Co-operation — whether at the atomic, molecular or cellular level — is a key concept in science. Within the confines of a cell, different reactions must be tightly regulated. At the very least, this avoids total chaos, but for the most part, such complexity has gone hand-in-hand with evolution. To reap the true benefits, processes have to be co-ordinated and integrated. A fine example of this is provided by Peter J. Cullen and Peter J. Lockyer who, on page 339, discuss how signalling by calcium and Ras should no longer be viewed as separate entities, as Ras activation can be regulated by calcium signalling. Ras is activated at the plasma membrane, whereas calcium is sequestered in many discrete intracellular regions — so, naturally, this interplay is governed by the spatial and temporal distribution of both molecules.

Another molecule that has a distinct subcellular distribution is the adenomatous polyposis coli (APC) protein, and Mariann Bienz (p328) reviews the evidence that each of four separate pools has a specific function. APC is not confined to any one of these pools, and can shuttle between these destinations, although how this is regulated is not yet clear. Perhaps targeting proteins that are not yet characterized influence its diffusion?
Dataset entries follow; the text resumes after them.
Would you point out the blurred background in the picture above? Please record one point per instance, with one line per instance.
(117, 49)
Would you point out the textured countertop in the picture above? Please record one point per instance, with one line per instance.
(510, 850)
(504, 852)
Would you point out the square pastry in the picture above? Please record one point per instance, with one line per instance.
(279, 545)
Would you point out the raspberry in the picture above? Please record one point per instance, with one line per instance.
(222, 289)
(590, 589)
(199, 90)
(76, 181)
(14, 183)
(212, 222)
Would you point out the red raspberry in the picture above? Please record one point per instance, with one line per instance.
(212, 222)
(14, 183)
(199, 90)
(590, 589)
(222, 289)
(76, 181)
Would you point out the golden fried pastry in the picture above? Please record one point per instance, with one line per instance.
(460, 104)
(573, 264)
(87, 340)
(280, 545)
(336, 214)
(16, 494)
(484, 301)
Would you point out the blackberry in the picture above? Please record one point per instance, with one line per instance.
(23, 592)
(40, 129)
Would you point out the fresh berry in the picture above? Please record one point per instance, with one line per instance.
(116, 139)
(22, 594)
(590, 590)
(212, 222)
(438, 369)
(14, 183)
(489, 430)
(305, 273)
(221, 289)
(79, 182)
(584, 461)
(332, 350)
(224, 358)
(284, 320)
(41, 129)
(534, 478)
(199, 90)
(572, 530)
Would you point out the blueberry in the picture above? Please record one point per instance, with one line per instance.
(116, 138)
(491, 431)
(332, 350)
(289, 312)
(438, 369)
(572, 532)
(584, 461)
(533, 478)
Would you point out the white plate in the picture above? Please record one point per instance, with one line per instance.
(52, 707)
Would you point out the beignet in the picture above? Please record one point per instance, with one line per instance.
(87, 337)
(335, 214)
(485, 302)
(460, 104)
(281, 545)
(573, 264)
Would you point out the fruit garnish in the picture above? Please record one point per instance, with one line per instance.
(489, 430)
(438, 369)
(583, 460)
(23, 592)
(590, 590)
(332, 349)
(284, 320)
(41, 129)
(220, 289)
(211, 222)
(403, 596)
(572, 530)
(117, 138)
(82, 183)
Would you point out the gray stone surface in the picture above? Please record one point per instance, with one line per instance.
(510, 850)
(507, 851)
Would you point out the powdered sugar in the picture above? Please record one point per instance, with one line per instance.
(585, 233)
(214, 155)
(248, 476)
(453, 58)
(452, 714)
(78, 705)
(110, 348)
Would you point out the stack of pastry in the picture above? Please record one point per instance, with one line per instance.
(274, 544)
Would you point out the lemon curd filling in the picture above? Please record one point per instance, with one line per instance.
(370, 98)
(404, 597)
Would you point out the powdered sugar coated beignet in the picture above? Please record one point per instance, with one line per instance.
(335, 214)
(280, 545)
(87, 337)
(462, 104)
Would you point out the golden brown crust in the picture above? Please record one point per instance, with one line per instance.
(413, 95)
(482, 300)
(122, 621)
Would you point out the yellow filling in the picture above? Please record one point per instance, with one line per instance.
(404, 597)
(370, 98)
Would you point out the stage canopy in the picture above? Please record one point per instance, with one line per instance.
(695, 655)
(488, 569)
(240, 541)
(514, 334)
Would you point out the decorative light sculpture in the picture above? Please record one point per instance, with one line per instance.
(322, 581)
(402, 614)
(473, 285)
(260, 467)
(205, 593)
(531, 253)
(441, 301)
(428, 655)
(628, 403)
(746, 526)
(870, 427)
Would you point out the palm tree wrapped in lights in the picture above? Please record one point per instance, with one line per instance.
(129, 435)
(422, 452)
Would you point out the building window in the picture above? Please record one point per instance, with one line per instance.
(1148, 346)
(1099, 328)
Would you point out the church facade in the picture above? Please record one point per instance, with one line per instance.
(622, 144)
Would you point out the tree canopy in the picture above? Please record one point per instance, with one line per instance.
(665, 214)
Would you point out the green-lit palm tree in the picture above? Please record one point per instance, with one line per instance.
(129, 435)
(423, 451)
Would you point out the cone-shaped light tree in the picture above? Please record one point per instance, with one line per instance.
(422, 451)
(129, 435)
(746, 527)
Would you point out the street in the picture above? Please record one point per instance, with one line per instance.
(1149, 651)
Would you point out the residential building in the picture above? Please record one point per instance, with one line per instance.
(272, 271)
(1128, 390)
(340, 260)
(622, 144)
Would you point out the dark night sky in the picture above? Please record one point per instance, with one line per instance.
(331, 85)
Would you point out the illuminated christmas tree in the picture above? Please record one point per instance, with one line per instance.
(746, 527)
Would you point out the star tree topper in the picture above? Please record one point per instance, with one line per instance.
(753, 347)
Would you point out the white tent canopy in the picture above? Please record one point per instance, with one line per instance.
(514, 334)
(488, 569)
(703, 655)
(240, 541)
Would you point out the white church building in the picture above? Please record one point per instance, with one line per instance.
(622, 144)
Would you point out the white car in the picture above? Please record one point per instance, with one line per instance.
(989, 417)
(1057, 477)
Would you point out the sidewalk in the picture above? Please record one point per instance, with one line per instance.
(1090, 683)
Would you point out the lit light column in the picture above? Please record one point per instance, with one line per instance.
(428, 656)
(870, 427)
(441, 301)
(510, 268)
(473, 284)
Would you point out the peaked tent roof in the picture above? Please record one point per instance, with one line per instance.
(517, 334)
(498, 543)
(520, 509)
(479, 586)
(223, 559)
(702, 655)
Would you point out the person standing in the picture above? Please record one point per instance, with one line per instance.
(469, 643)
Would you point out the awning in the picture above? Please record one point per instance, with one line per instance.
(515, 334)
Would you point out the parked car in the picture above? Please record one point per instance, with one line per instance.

Staying with the theme of targeting, on page 382 Stephen J. Gould and Cynthia S. Collins propose a new mechanistic hypothesis to explain how folded proteins that are destined for membrane-bound peroxisomes can be imported from the cytoplasm, despite the lack of intraperoxisomal chaperones to either unfold them or pull them in. Each member of a family of around 20 proteins — called the peroxins — makes a particular contribution to this process. Small wonder, then, that we sometimes need to pull together.